🚧 Update parser to support look-ahead of two (or more) tokens #9

atifaziz · 2022-07-12T16:51:14Z

This PR addresses the feature described in issue #7. It updates the parser to use an adaptive strategy depending on whether the parser is asked to look-ahead one, two or more tokens. This is done by abstracting over the storage used for stack operations to push and pop tokens and then using an optimal storage for grammars that require just look-ahead of one or two tokens. This avoids using a single and general storage class such as an array as well as paying the penalty of a heap allocation for the most common cases. Like it is now, for a single peek, the parser only uses a single field that's an optional token (or optuple). For peeking up to, it uses a triplet of count and two tokens. Beyond that, it moves to using a Stack<>.

NU5118 error: File 'FILE1' is not added because the package already contains file 'FILE2'

atifaziz · 2022-07-12T17:08:16Z

@springcomp Below are my replies to your review/comments:

@atifaziz here is a quick PR on top of your multi-peek branch.

First of all, thanks for the quick turnaround on the feedback.

My question is what is the purpose of the default case in the Peek() method ? It seems to me that support for more than two look-ahead tokens is guaranteed to throw an exception.

I added a simple test illustrate this.

You found an incomplete implementation and this PR is still in draft. I think the overall direction is there, but it needs some polish and tests. It would also help to get your feedback on whether it helps your case.

I wanted to optimise for the common case of look-aheads of one or two tokens. For the less common one, I plan to implement one based on a regular and heap-allocated stack.

I like the ITokenStream abstraction that as been introduced.

Glad you like it!

As a general question why limit the implementation to only two tokens? I guess there should not be a grammar that needs more than two tokens of lookahead.

It's not limited. I am just not done. Again, you discovered my PR that was still work-in-progress.

Also, it seems that maybe the design you chose is extensible to more than two tokens of lookahead in the future, maybe by introducing a future ThreeTokenStackOps, etc.

I think I will only optimise for peeking up to two tokens.

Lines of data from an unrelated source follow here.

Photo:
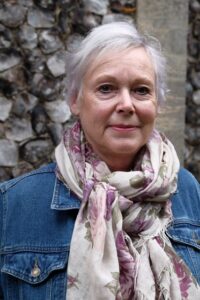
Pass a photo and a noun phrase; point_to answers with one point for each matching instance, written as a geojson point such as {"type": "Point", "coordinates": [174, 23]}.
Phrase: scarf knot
{"type": "Point", "coordinates": [119, 250]}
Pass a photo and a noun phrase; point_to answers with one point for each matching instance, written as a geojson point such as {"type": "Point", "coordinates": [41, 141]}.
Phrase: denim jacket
{"type": "Point", "coordinates": [37, 215]}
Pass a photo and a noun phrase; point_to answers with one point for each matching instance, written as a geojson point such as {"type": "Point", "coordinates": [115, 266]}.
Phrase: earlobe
{"type": "Point", "coordinates": [74, 106]}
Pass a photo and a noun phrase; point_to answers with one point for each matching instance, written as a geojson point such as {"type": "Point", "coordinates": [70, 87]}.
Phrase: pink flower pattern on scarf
{"type": "Point", "coordinates": [119, 250]}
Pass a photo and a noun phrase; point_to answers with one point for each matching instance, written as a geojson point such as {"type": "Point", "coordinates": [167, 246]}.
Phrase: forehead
{"type": "Point", "coordinates": [133, 61]}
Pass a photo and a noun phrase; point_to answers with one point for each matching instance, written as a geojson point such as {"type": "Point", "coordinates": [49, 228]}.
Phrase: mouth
{"type": "Point", "coordinates": [124, 128]}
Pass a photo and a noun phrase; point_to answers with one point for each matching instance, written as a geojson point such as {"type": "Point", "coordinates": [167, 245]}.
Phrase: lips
{"type": "Point", "coordinates": [124, 127]}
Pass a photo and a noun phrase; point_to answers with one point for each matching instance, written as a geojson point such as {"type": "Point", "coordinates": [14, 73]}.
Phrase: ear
{"type": "Point", "coordinates": [75, 106]}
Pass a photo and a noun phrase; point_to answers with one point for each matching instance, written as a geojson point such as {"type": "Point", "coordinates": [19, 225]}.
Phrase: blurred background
{"type": "Point", "coordinates": [34, 37]}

For more complex and rare grammars, I'll probably just go with a regular stack but that's a decision that can be changed with time. The point is that the design is adaptive.

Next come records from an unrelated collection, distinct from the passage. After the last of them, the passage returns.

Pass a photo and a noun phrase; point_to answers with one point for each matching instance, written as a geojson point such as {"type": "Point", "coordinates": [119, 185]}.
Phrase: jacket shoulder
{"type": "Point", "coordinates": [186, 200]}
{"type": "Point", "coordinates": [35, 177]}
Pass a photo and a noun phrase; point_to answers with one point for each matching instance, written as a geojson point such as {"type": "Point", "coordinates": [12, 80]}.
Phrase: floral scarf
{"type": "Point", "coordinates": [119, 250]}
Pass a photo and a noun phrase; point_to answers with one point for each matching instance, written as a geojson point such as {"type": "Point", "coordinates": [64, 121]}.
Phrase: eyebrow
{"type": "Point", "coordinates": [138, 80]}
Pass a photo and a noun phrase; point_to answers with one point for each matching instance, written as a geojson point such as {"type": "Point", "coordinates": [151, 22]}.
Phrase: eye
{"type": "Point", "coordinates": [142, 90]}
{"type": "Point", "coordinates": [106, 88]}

But what lead you to this design, with two different StoreStackOps implementations? Is this for performance reason ? Is this in an attempt to prevent more upfront allocations for multiple tokens if not eventually necessary?

Yes, exactly! You pay for the rare cases, but not for the common ones. The only new cost for the common cases is a virtual dispatch for the stack operations.

codecov-commenter · 2022-07-12T17:10:45Z

Codecov Report

Merging #9 (a3cae65) into master (65b8da4) will increase coverage by 4.20%.
The diff coverage is 92.42%.

@@            Coverage Diff             @@
##           master       #9      +/-   ##
==========================================
+ Coverage   88.76%   92.96%   +4.20%     
==========================================
  Files           1        1              
  Lines          89      199     +110     
==========================================
+ Hits           79      185     +106     
- Misses         10       14       +4

Flag	Coverage Δ
unittests	`92.96% <92.42%> (+4.20%)`	⬆️

Flags with carried forward coverage won't be shown. Click here to find out more.

Impacted Files	Coverage Δ
src/Parser.cs	`92.96% <92.42%> (+4.20%)`	⬆️

Continue to review full report at Codecov.

Legend - Click here to learn more
Δ = absolute <relative> (impact), ø = not affected, ? = missing data
Powered by Codecov. Last update 65b8da4...a3cae65. Read the comment docs.

springcomp · 2022-07-12T17:21:34Z

It would also help to get your feedback on whether it helps your case.

It totally does! In fact, I revisited my parser to make sure it did not require more than two tokens, this time. And I managed to do it. I suspect we will never need more than two, but you answered my question. Gratt will support anything.

You anwsered all my questions with the PR summary and follow up text. Using an adaptive strategy is a great design. I’m still getting used to C#’s pattern matching feature which evolved a lot with different versions of the language. That and the heavily generic nature of the library make it sometimes hard to exactly comprehend what’s going on.

But I was able to debug step by step and see for myself the switch from a OnTokenStackOps to a TwoTokenStackOps.

I’m looking forward to consuming the future NuGet once released.

On another note, after extensive work on redesigning the original JMESPath parser using Gratt and a hand-crafter automaton-based regex lexer, I could find no improvements in performance 😞. I also started a System.Text.Json-based JMESPath expression evaluator and, again, could not find any performance improvements using early tests. I wonder If I’m not missing something obvious. 🤔

Anyway, I learned so much by doing this that it will have been not for nothing.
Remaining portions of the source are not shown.